Им нравится… И вам? Какую ложь вы ищете в музыке покорности? Никто не хочет вас видеть покорными, во всяком случае те, кто мечтает о вашем будущем. Обретете ли вы себя в нем? Кроткая, все еще обрабатываемая солнцем равнина засыпает. Вдали на линии горизонта, точно последняя трудовая рука, поднимается над землей луна. По ровным и выжженным полям в поисках эха несется песня жнецов. На ступенях дома дремлют дети. Пора возвращаться, — я встаю и прощаюсь.
Тут Алфредо вдруг спрашивает:
— А не могли бы вы, доктор, захватить с собой Софию? Тогда мне не нужно было бы ехать в город…
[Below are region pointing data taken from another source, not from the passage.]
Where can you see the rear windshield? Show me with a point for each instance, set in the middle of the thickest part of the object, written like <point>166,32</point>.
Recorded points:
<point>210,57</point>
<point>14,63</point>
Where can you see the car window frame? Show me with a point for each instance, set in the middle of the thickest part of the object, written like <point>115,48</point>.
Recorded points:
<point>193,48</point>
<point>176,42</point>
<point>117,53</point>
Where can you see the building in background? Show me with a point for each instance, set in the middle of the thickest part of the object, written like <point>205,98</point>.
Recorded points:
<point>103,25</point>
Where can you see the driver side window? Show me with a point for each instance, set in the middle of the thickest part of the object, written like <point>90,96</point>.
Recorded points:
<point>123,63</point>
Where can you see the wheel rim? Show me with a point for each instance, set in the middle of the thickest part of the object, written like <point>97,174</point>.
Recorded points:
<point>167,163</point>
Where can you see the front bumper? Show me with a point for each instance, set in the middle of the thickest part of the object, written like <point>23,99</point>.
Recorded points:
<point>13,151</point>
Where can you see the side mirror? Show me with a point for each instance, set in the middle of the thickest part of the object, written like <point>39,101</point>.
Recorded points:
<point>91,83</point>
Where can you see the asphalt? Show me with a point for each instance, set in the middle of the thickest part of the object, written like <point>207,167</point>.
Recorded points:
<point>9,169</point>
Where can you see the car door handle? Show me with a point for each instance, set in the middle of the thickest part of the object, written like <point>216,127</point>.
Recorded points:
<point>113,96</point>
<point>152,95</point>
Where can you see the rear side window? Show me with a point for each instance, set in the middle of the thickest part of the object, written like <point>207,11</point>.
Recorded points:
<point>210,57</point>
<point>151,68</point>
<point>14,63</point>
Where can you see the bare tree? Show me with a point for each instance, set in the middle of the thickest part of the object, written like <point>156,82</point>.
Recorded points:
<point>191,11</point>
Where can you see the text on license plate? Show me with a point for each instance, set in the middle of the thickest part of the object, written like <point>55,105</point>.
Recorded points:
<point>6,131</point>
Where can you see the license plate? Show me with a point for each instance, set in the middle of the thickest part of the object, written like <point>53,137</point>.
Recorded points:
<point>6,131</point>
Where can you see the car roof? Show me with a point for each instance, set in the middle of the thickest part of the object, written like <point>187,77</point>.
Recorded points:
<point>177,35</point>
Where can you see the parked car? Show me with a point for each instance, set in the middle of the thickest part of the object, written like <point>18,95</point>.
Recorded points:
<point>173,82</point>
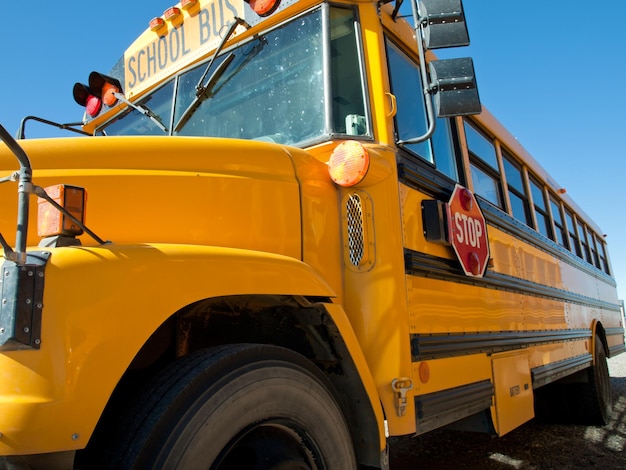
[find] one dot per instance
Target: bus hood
(188, 190)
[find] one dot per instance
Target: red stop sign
(467, 232)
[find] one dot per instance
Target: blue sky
(550, 71)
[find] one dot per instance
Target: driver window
(411, 120)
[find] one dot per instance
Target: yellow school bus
(289, 233)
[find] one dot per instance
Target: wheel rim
(268, 445)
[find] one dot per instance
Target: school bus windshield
(274, 88)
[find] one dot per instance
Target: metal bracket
(21, 302)
(400, 386)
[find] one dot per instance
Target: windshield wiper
(143, 109)
(203, 91)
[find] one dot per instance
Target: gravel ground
(532, 446)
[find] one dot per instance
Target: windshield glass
(273, 88)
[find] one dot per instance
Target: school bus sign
(467, 232)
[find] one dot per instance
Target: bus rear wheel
(238, 407)
(597, 397)
(585, 398)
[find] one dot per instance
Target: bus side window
(517, 191)
(559, 226)
(573, 236)
(582, 233)
(483, 166)
(348, 103)
(411, 120)
(541, 212)
(604, 260)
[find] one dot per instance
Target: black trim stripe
(424, 265)
(420, 176)
(508, 224)
(437, 409)
(441, 345)
(617, 349)
(554, 371)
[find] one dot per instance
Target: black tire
(240, 407)
(584, 398)
(598, 397)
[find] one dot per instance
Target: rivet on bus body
(474, 262)
(424, 372)
(467, 201)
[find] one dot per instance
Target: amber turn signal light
(52, 222)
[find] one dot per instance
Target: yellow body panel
(89, 337)
(513, 401)
(194, 218)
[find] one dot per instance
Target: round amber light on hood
(349, 163)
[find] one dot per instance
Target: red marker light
(348, 163)
(86, 98)
(263, 7)
(186, 4)
(93, 105)
(171, 13)
(156, 23)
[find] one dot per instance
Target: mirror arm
(428, 88)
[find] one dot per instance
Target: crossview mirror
(454, 81)
(443, 23)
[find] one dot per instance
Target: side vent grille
(358, 230)
(355, 226)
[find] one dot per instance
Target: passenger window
(604, 261)
(573, 236)
(517, 191)
(541, 212)
(411, 120)
(560, 229)
(347, 84)
(483, 166)
(582, 233)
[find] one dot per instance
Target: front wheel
(238, 407)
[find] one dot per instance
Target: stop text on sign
(469, 231)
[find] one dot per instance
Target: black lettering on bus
(184, 49)
(151, 62)
(142, 76)
(205, 30)
(221, 14)
(162, 52)
(215, 28)
(131, 70)
(174, 45)
(232, 9)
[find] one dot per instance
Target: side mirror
(443, 23)
(455, 90)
Я чувствую себя неловко, но соглашаюсь. Включаю мотор и пускаюсь в путь по залитой лунным светом пустыне. Рядом со мной София. Сидит и молча курит. Она так же, как и я, утомлена уходящим днем, плотным, удушливым, сдавливающим грудь, наливающим усталостью тело и смыкающим глаза. В лунном свете колышутся бесконечные поля хлебов. Присутствие Софии и то, что мы с ней наедине с одиночеством пустыни, толкает меня на близость — обычную защиту, — на взаимопонимание, которого не существует. Так бывает на необитаемом острове после кораблекрушения.
— София…
Машина покачивается в волнах лунного света, и меня всю дорогу не покидает странное чувство, вернее, сознание человека, спасшегося бегством от всемирной катастрофы.
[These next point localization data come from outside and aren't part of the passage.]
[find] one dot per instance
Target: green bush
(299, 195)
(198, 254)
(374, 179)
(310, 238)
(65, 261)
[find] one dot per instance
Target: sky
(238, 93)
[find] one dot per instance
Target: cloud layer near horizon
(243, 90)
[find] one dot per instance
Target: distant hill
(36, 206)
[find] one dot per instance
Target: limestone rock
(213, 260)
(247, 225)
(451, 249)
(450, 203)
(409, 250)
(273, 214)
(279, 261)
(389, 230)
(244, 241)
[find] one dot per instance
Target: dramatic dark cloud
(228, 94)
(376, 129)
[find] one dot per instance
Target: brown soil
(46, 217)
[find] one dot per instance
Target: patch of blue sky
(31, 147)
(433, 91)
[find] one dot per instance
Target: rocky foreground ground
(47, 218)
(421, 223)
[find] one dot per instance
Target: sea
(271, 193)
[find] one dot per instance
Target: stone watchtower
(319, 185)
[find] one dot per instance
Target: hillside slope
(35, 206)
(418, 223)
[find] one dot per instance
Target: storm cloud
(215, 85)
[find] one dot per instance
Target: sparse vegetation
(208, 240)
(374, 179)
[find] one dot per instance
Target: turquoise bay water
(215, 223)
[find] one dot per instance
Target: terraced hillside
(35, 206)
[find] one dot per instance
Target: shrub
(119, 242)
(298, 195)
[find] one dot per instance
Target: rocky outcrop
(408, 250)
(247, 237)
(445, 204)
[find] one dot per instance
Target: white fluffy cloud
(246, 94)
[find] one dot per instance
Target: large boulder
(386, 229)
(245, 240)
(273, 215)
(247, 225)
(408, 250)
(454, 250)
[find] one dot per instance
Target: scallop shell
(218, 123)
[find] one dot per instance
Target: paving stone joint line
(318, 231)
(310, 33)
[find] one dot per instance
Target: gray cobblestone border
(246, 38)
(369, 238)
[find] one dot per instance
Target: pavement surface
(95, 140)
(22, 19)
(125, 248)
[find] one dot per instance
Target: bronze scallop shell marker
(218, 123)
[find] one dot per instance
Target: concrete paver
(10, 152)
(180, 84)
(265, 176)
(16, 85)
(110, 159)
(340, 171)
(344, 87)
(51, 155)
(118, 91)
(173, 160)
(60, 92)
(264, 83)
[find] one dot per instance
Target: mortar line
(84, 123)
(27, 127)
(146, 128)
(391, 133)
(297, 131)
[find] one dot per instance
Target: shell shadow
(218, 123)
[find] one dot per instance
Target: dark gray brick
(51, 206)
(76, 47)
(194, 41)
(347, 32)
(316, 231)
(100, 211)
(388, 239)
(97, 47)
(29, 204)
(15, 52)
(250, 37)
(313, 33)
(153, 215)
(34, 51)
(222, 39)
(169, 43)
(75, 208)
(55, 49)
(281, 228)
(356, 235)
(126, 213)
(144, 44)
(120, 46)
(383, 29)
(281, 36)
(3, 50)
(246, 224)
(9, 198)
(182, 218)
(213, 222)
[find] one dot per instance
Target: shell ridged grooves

— София! Дети теперь будут жить у них?
— Алфредо привез их, а Ана приняла, как будто всю жизнь только о том и мечтала. Есть люди, ко всему готовые, все принимающие, со всем соглашающиеся, во все верящие, находящие правильное решение в жизни. Как будто оно существует!
— У вас его нет?
— Хотела бы не иметь. Я принимаю жизнь такой, какая она есть. Я не труслива и лишена иллюзий.
— Все, я молчу.
Вдруг она кричит мне:
— Остановите!
Я жму на тормоз, шины визжат, машину заносит в сторону, и она останавливается у обочины. София выходит, стоит у придорожной канавы, смотрит вниз. Только тут до меня доходит: здесь погибла Кристина. И вдруг София начинает петь, громко. Это песнь провинции Бейра-Байша (думаю, что так), печальная, старинная, или чем-то похожая на старинную, здесь, среди лунной ночи. Изумленный и потрясенный, я жду, когда София кончит. Но София садится в машину, продолжая вполголоса петь. Мы снова едем, едем медленно. Наконец на холме возникает Эвора, вся в электрических огнях. Я спускаюсь по склону, пересекаю две железнодорожные линии, но когда подъезжаю к новому району, София просит свернуть вправо, и мы выезжаем на окружную дорогу.